Written by coinkairaJanuary 27, 2025
Tesla sales trends: A potential concern for Elon Musk
Finance Article
Wall Street banks are expressing concern that Donald Trump’s efforts to dismantle the Biden administration’s climate policies supporting electric vehicles could lead to significantly slower growth in Tesla’s vehicle sales this year than anticipated by its co-founder, Elon Musk.
Analysts predict that Tesla is set to sell 2.07 million vehicles this year, marking a 16% increase compared to 2024. While this represents a recovery from last year’s decline—the first reported drop since 2011—it falls well short of Musk’s forecast of 20% to 30% growth in October and the nearly 40% annual growth rate seen in the previous two years. This disappointing outlook raises serious concerns about Tesla’s future.
The figures highlight the challenges Tesla faces as Trump vows to reverse policies that have boosted electric vehicle sales in the U.S. A recent White House memorandum indicated that the administration would evaluate the elimination of “unfair subsidies and other malicious government-imposed market distortions,” further adding to the uncertainty surrounding Tesla’s prospects.

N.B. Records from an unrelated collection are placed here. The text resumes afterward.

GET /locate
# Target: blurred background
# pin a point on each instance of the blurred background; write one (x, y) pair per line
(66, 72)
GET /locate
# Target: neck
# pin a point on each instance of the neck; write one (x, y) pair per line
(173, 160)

Morgan Stanley analyst Adam Jonas remarked, “Trump 2.0’s opposition to electric vehicle incentives has hit 2025 volume expectations hard,” emphasizing the potential difficulties ahead for Tesla.

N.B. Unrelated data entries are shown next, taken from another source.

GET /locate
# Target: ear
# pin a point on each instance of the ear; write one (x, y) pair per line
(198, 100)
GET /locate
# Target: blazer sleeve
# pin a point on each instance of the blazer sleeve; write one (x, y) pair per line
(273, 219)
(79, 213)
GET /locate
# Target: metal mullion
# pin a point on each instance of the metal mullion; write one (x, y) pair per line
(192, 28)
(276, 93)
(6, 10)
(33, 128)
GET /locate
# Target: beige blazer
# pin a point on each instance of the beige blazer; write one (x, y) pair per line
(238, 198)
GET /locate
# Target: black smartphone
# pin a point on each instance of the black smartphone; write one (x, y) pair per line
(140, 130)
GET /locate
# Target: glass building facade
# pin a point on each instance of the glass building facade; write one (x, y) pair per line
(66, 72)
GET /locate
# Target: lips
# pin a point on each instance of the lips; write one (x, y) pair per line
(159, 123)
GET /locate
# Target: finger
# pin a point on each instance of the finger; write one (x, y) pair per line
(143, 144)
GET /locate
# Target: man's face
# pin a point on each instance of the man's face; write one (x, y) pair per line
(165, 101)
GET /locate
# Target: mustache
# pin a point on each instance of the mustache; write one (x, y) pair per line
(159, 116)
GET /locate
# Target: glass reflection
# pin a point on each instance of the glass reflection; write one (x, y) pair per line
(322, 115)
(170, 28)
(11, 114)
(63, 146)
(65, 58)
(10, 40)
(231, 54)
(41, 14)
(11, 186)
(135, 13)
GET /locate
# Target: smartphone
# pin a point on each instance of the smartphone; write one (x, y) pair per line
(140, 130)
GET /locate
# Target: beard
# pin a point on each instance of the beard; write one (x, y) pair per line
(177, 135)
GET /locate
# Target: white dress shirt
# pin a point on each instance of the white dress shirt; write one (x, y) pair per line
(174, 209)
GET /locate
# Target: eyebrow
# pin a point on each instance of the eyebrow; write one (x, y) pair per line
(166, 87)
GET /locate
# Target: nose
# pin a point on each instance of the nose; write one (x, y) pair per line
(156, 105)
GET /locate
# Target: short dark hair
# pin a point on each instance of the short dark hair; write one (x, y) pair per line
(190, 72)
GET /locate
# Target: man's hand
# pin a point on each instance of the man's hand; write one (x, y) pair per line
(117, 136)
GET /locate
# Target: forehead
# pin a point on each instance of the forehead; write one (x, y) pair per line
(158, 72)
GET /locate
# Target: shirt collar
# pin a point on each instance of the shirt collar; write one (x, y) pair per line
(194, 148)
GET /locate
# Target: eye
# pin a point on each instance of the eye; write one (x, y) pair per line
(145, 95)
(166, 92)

Barclays analyst Dan Levy estimates that approximately two-thirds of Tesla’s U.S. sales benefit from tax credits, underscoring the fragility of the company’s sales strategy.
As Tesla prepares to announce its fourth-quarter earnings on Wednesday, the potential removal of the $7,500 tax credit for electric vehicle buyers by Trump could pose significant challenges. This uncertainty paints a bleak picture for Musk and the future of Tesla in an increasingly competitive market.